Notebook sample

This sample shows how Mesh for Data enables a Jupyter notebook workload to access a dataset. It demonstrates how policies are seamlessly applied when accessing the dataset classified as financial data.

In this sample you play multiple roles:

As a data ower you upload a dataset and register it in a data catalog
As a data steward you setup data governance policies
As a data user you specify your data usage requirements and use a notebook to consume the data

Before you begin

Install Mesh for Data using the Quick Start guide. This sample assumes the use of the built-in catalog, Open Policy Agent (OPA) and flight module.
A web browser.

Create a namespace for the sample

Create a new Kubernetes namespace and set it as the active namespace:

kubectl create namespace m4d-notebook-sample
kubectl config set-context --current --namespace=m4d-notebook-sample

This enables easy cleanup once you're done experimenting with the sample.

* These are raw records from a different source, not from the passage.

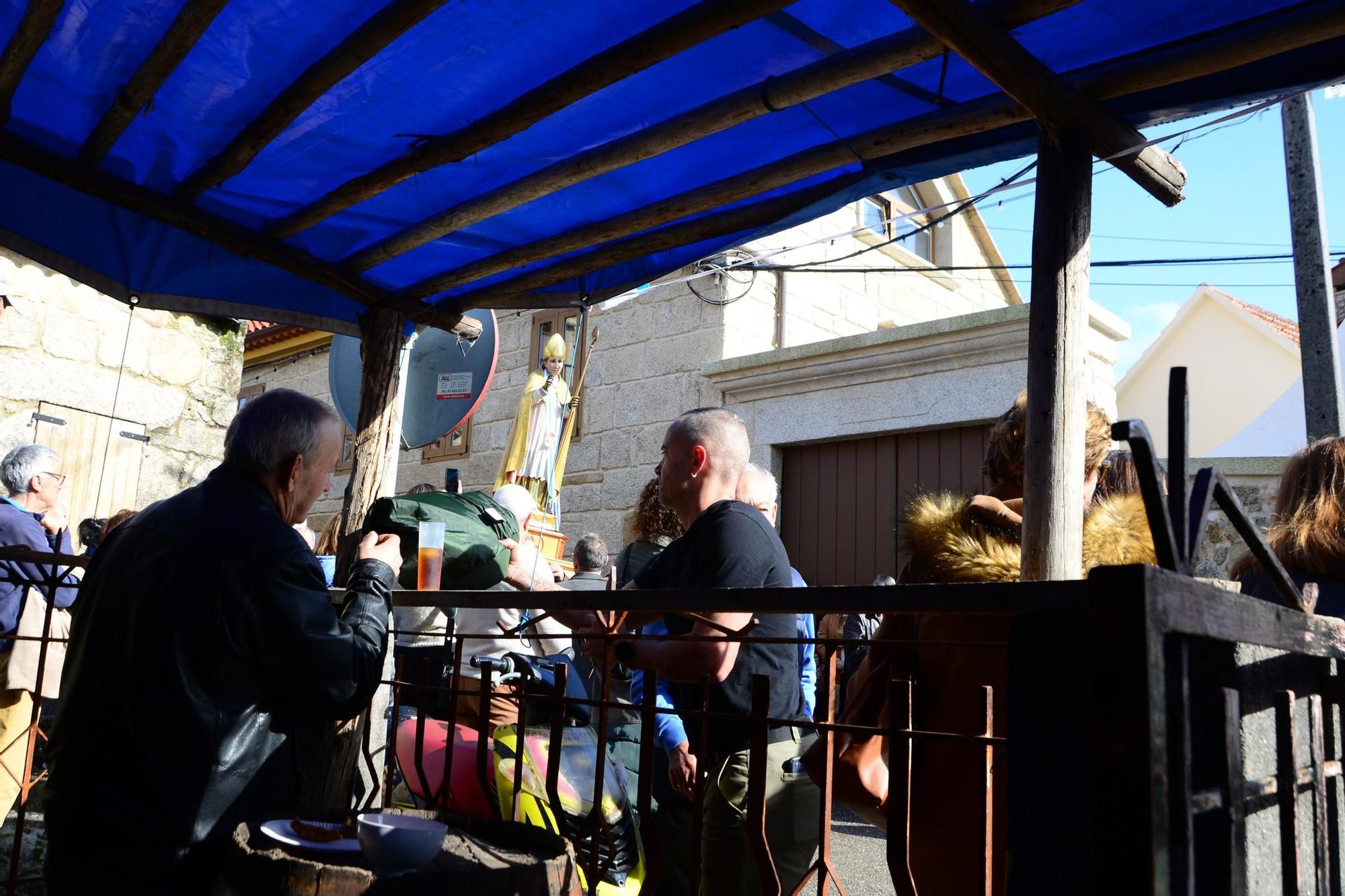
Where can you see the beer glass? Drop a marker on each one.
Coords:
(430, 565)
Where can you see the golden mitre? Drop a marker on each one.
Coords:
(555, 346)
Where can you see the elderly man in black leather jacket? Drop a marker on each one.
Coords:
(206, 661)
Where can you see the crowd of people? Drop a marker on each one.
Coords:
(206, 657)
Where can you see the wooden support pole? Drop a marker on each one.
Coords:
(182, 36)
(380, 424)
(1054, 505)
(1046, 95)
(1312, 271)
(637, 53)
(224, 233)
(1196, 57)
(40, 17)
(841, 71)
(362, 45)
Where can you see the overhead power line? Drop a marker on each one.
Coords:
(822, 267)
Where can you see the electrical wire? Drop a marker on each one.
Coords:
(1207, 243)
(1237, 118)
(1125, 263)
(726, 271)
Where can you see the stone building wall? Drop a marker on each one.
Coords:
(63, 342)
(903, 288)
(1256, 481)
(645, 373)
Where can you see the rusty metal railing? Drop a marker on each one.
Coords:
(56, 565)
(902, 732)
(595, 838)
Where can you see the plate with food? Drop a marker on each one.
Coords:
(310, 834)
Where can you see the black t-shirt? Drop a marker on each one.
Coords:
(731, 545)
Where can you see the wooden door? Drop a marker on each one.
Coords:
(843, 502)
(100, 458)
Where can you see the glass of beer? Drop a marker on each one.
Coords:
(430, 567)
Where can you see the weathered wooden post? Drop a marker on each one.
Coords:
(1054, 505)
(380, 415)
(1312, 271)
(373, 474)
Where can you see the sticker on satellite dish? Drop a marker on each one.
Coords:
(457, 385)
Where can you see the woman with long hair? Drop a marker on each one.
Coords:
(976, 538)
(653, 529)
(1308, 529)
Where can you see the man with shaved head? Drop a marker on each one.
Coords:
(728, 544)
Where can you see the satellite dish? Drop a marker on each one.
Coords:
(446, 380)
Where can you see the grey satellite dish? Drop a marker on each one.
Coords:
(446, 380)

Prepare a dataset to be accessed by the notebook

This sample uses the Synthetic Financial Datasets For Fraud Detection dataset¹ as the data that the notebook needs to read. Download and extract the file to your machine. You should now see a file named PS_20174392719_1491204439457_log.csv. Alternatively, use a sample of 100 lines of the same dataset by downloading PS_20174392719_1491204439457_log.csv from GitHub.

Upload the CSV file to an object storage of your choice such as AWS S3, IBM Cloud Object Storage or Ceph. Make a note of the service endpoint, bucket name, and access credentials. You will need them later.

Setup and upload to MinIO

For experimentation you can install MinIO to your cluster instead of using a cloud service.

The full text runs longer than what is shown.